De kracht van mensen en eigen verantwoordelijkheid zet men hiermee centraal. Deze ontwikkeling is zeer toe te juichen, indien de sociale omgeving (familie etc.) hierbij betrokken wordt. Indien dit niet het geval is, is het een ordinaire bezuinigingsmaatregel, die zowel positief als negatief kan uitpakken. Wanneer er werkelijk goede hulp nodig is, kan men zich in de kou voelen staan door dit uitgangspunt. Goed ouderschap gaat erom dat een ouder zichzelf overbodig maakt. Dat geldt in principe ook voor Jeugdzorg. Jeugdzorg behoort verantwoordelijkheid niet over te nemen maar te ondersteunen. Hierdoor zullen er minder uithuisplaatsingen zijn en is er een flinke bezuiniging mogelijk die aan beide kanten goed kan uitwerken.

Vrijwillige hulpverleningHet blijft echter de vraag waarom er niet meer aandacht is voor het feit dat mensen zich via de huisarts kunnen laten doorverwijzen naar ‘vrijwillige’ gecertificeerde hulpverlening. Ook zou het beter kunnen zijn dat Jeugdhulp bij gezondheidscentra in kwam (vb. proef  Enschede). Er is dan een gezond contact mogelijk tussen jeugdmaatschappelijk werkers en goed opgeleide huisartsen. Het CJG zou enkel op een school mogen rondlopen indien een huisarts hiervoor toestemming geeft. Hiermee gaat men het ‘Big Brother gevaar’ tegen.

Huisartsen zien over het algemeen veel in hun praktijk en kunnen zowel hulp inroepen als kritisch begeleider zijn van Jeugdhulp/zorg.
Een andere positieve ontwikkeling: er moet niet langer over ouders/kinderen maar met hen worden gesproken (pg 9). Hierin uit het Kabinet kritiek op het huidige systeem. Men wil in het vervolg betrokkenheid van cliënten.  Hoe is men van plan dit vorm te gaan geven? Gaat men nu ‘luisteren’ naar ouders én kinderen zoals dat voorheen blijkbaar niet of in mindere mate gebeurde. Deze opmerking van het kabinet is een opsteker voor de critici...   
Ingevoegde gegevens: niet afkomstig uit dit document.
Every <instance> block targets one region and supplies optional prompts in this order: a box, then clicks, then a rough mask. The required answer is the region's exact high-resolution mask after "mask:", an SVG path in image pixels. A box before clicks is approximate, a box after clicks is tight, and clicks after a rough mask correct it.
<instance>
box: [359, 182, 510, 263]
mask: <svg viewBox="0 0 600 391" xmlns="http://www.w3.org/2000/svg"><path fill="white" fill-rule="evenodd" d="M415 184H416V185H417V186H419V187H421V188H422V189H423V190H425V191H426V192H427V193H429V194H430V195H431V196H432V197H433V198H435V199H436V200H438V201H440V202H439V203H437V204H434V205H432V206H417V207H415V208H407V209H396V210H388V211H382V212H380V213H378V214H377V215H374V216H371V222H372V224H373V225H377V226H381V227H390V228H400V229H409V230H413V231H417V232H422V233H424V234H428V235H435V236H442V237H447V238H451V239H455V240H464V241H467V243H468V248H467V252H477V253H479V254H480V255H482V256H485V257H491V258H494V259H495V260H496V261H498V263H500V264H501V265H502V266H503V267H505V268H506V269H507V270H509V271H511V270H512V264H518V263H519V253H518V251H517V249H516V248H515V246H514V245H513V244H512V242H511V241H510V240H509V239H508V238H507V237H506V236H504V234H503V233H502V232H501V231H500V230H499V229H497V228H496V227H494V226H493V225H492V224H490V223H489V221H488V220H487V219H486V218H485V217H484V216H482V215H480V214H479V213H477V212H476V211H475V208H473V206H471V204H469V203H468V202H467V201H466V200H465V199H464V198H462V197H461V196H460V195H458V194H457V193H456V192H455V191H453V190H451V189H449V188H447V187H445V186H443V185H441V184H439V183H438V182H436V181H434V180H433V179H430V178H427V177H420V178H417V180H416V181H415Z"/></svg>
Pg 29: Er is een nieuwe landelijke overlegstructuur ingericht met o.a. vertegenwoordigers van ouders en kinderen. Het verdient aanbeveling om onafhankelijke stichtingen als KOG, maar ook geluiden van bezorgde moeders en dwaze vaders en andere kritische ouderorganisaties, ‘te horen’ en aanwezig te laten zijn. Allen zeggen in feite hetzelfde: Jeugdzorg doet zijn werk niet (altijd even-) goed, met alle gevolgen van dien. Er zou geïnventariseerd kunnen worden waar de problemen/knelpunten liggen, wat de kansen en de risico’s zijn, wat de gevolgen zijn van ingrijpen in gezinnen door Jeugdzorg etc. Welke beleidsveranderingen zijn er nodig in de visie van critici? Renovatie Jeugdzorg betekent reeds nu betrokkenheid  (pg 9, betrokkenheid van ouder, kinderen is cruciaal) te uiten door in gesprek te gaan met verschillende ouders/kinderen, en niet enkel  cliëntenraden. Indien men stelt dat de verantwoordelijkheid voor een positief opvoed- en opgroei klimaat belangrijk is (pg 6) behoort er ook ruimte te zijn om misstanden aan de kaak te stellen, zodat deze niet worden weggeredeneerd of weggestopt in het gedwongen kader. Publicatie is vrijwel onmogelijk vanwege ‘het belang van het kind’ (privacy bescherming kind) en omdat de raadsonderzoeker geen weerwoord kan geven in het openbaar. Er blijkt sprake van enige censuur op dit gebied in Nederland.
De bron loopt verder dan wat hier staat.